Moderately densely populated cities with good, clean, and safe public transportation. These cities should be walkable and car independent. Every state should have at least one 15 min city although it may not be possible nor practical for every state.
The best place to start building these cities would be college towns. Large state universities will always have a sizeable population. Building more high density housing would be great for students and recent grads to start their lives and build strong social networks. This would also be good for our aging population. Gets them off the road and allows them to be more independent.
The 15 min city should be our priority this century much like building highways and suburban sprawl was last century's priority.
obamanut2012
(26,142 posts)We kept her car, because it's newer than mine was, but we rarely use it. Light Rail, bikes, and shank's mare work terrific for us! Work, fun, errands, doctor's, etc.
Yavin4
(35,446 posts)Where do you live?
Chakaconcarne
(2,462 posts)Scrivener7
(51,018 posts)time the subject came up on DU, I was treated to lots of very nasty and stunningly ignorant comments about multi-unit housing. My favorite: "I'd rather live out of a shopping cart than live in an apartment."
Also, apparently, apartments are smelly. Who knew?
muriel_volestrangler
(101,367 posts)and they persuaded the (increasingly-desperate) Tories to listen to them:
...
"What is sinister and what we shouldn't tolerate is the idea that local councils can decide how often you go to the shops and that they ration who uses the roads and when, and they police it all with CCTV."
...
The creator of "15-minute cities", urban planner Carlos Moreno, issued a statement later on Monday calling on the government to reconsider its stance.
"Associating the '15-minute city' again with so-called 'liberty-restricting' measures is tantamount to aligning with the most radical and anti-democratic elements," he wrote.

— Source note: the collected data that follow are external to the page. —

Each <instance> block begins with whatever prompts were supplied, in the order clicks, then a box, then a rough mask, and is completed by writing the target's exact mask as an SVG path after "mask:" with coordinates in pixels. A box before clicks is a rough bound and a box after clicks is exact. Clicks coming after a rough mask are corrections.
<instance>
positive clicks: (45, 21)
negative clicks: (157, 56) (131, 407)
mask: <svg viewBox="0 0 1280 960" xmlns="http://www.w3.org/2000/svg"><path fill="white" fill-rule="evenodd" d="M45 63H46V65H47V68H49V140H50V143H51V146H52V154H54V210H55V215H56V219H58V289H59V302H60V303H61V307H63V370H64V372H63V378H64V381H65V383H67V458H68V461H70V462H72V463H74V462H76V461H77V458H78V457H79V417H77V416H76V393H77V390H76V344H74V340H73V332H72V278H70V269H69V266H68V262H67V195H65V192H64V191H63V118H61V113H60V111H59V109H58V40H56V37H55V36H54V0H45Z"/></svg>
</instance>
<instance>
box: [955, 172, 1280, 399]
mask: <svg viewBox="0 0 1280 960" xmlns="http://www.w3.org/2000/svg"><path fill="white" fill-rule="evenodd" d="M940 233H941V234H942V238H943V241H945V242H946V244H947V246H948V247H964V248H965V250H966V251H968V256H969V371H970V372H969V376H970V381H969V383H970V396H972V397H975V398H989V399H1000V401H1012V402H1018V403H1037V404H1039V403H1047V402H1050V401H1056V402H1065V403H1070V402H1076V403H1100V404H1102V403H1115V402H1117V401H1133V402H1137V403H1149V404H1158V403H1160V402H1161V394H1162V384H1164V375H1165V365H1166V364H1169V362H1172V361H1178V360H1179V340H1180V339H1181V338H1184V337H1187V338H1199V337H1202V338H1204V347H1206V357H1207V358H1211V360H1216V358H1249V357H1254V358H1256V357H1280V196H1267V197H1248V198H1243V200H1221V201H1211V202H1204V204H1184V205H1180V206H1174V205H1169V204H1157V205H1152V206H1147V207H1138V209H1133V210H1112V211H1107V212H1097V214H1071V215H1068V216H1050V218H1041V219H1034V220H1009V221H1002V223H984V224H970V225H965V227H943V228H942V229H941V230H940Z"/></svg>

https://www.bbc.co.uk/news/uk-politics-66990302
The transport secretary, Mark Harper, went further, telling delegates the 15-minute cities concept was a Labour-backed movement to remove your freedom to get from A to B how you want.
...
The Tories may be reaching to the right amid desperate polling numbers, but their explicit evocation of a known conspiracy theory is new territory. In an interview with the BBC, energy minister Andrew Bowie said local authorities were dictating to people that they must choose to access services within 15 minutes of their house. Challenged that this was a pretend argument, Bowie said the issue was coming up in discussions on forums online.
I cant really think of another example where weve had the government in this country lean into a conspiracy, said Daniel Jolley, an assistant professor in social psychology at the university of Nottingham, who researches conspiracy theories and their social impact. The government hasnt generally played into conspiratorial narrative on Covid for instance, or climate change so this seems to be a unique spin.
https://www.theguardian.com/cities/2023/oct/07/15-minute-cities-rishi-sunak-tories-conspiracy-theory
You know that if the Tories have bought into the conspiracy theories, then the Republicans will make it 10 times worse. It needs a new name, or the US media coverage will be swamped with conspiracy theories before there's a chance to explain what it actually means.
Yavin4
(35,446 posts)We shouldn't kowtow to idiots. Changing the name of global warming to climate change didn't change any minds.